Three students arrested over dormitory fire
Police in Bomet have arrested three students suspected to be behind the torching of a dormitory at Kabungut Boys’ High School on Saturday night.
Bomet Central sub county police Commander Musa Imamai said two are aged 17 years while the other one is 18 years.
The suspects, he added, are Form Three students.
Speaking to People Daily, Imamai said investigations have shown that the fire started from a mattress in the dormitory before engulfing a section of the building.
The trio, he noted, are being held at the Bomet Police Station and will help police in the investigations.
The fires at the dormitories in Kabungut and Chebunyo boys’ High Schools in Bomet Central and Chepalungu respectively started just an hour after the other and burnt dormitories.
This brings to three the number of schools, which have been torched so far in a span of two weeks even as such cases continue to rise across the country.
Two weeks ago a dormitory at Kimulot Boys’ School in Konoin went up in flames.
Five suspects were arrested in connection to it but they are, however, yet to be arraigned to court.

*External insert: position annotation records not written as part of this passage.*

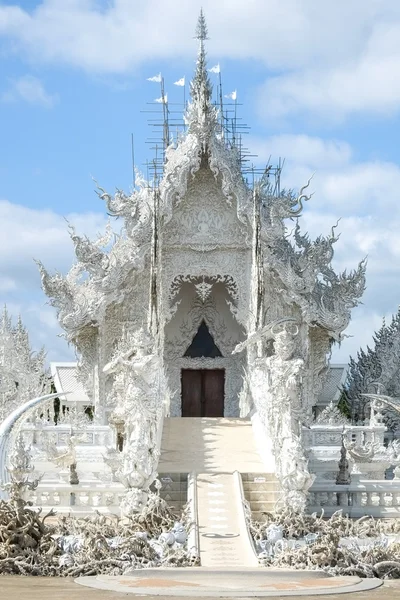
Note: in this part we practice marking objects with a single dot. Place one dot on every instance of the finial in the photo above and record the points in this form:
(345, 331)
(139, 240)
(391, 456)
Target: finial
(201, 29)
(200, 87)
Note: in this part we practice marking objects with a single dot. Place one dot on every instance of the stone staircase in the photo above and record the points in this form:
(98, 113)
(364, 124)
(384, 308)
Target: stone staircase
(206, 445)
(215, 451)
(223, 536)
(174, 490)
(261, 492)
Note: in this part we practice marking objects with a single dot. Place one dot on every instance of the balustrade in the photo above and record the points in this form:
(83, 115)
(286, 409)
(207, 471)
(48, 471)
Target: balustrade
(376, 498)
(65, 498)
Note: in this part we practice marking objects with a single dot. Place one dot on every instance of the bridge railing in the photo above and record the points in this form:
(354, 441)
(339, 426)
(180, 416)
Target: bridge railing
(377, 498)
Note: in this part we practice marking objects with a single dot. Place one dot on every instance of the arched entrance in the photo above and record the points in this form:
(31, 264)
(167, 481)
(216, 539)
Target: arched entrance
(203, 390)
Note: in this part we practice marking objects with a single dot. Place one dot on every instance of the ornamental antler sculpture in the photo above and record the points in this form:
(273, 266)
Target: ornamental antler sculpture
(269, 331)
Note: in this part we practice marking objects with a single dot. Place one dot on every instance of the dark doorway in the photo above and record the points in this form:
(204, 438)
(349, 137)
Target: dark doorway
(203, 344)
(203, 392)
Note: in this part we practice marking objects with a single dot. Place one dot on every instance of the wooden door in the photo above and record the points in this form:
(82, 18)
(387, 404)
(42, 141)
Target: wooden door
(213, 392)
(203, 392)
(191, 393)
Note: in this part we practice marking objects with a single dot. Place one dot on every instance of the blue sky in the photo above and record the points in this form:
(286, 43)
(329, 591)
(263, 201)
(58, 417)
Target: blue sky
(319, 84)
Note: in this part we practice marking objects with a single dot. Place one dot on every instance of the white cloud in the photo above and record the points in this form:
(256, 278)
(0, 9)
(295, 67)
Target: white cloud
(364, 194)
(28, 89)
(326, 58)
(26, 234)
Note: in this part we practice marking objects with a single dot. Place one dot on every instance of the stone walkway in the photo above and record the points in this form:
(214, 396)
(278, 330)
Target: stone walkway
(223, 536)
(205, 445)
(38, 588)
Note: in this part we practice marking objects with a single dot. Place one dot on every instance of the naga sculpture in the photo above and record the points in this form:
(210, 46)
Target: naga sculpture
(136, 396)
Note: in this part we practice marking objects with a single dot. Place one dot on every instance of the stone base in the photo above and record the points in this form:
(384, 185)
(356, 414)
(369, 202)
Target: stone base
(204, 582)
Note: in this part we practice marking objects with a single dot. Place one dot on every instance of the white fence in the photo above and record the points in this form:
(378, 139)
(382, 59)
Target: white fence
(78, 499)
(375, 498)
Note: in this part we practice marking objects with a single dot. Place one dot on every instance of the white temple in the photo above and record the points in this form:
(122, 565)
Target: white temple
(205, 306)
(204, 333)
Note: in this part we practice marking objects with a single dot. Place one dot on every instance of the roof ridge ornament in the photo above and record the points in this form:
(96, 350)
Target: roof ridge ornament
(201, 115)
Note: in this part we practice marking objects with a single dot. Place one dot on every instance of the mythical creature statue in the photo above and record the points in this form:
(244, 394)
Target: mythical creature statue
(64, 459)
(277, 392)
(137, 395)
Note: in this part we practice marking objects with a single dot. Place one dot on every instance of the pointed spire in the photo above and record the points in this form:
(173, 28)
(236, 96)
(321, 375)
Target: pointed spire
(200, 86)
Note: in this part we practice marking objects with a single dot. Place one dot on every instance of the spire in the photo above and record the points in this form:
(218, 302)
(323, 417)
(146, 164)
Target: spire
(200, 86)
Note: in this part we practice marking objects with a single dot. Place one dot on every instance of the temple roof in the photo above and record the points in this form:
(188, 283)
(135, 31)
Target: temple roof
(66, 380)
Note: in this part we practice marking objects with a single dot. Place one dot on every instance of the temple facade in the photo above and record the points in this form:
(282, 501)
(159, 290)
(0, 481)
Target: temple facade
(204, 306)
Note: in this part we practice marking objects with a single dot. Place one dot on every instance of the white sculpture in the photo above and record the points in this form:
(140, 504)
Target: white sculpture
(202, 229)
(137, 396)
(7, 428)
(22, 372)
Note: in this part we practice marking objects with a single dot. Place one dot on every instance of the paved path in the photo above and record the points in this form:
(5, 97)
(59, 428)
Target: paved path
(223, 537)
(208, 445)
(38, 588)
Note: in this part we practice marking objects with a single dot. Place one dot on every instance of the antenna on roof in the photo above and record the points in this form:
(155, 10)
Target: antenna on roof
(133, 162)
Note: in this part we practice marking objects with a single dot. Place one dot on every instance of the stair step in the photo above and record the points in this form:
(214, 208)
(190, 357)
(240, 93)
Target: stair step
(259, 477)
(261, 496)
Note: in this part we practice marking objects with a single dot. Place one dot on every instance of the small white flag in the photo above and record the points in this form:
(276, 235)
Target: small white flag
(162, 99)
(156, 78)
(232, 95)
(215, 69)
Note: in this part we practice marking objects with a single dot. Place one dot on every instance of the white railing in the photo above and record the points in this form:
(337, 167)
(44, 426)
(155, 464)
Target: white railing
(90, 435)
(331, 435)
(375, 498)
(81, 498)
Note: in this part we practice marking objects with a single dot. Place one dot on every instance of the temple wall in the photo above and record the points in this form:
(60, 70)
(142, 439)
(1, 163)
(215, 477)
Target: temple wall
(226, 332)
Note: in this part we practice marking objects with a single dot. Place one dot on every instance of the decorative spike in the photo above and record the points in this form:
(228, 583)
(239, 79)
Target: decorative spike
(200, 86)
(201, 28)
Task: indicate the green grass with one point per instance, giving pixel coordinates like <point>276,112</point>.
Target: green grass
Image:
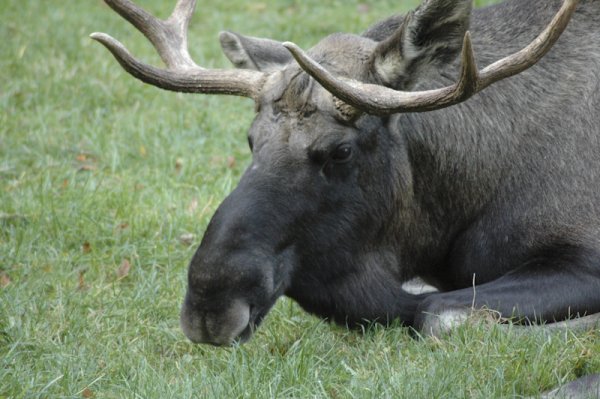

In the first incident at Kabungut, the 7:30 pm fire started when the students were in their classrooms for the usual prep.
It took the joint efforts of the county disaster team and members of the public who responded swiftly to contain the fierce fire from consuming the entire part of the 100ft structure. The dormitory houses up to 100 students.
Personal belongings of students residing in the burnt section of the dormitory could not be salvaged.
At the Chebunyo School, nothing was salvaged in the 9pm fire which burnt down a dormitory housing at least 90 students.
Among the property destroyed in the building are mattresses, boxes and other belongings of at least 90 students.
Sub county Police Commander Nelson Masai said even though they suspect the fire may have been ignited by electricity; they are investigating to know, “if anyone tampered with it”.
Meanwhile, Kenya National Union of Teachers (KNUT) has asked the government to consider scrapping the component of boarding in all basic learning institutions across the country as a way of addressing the rampant unrest.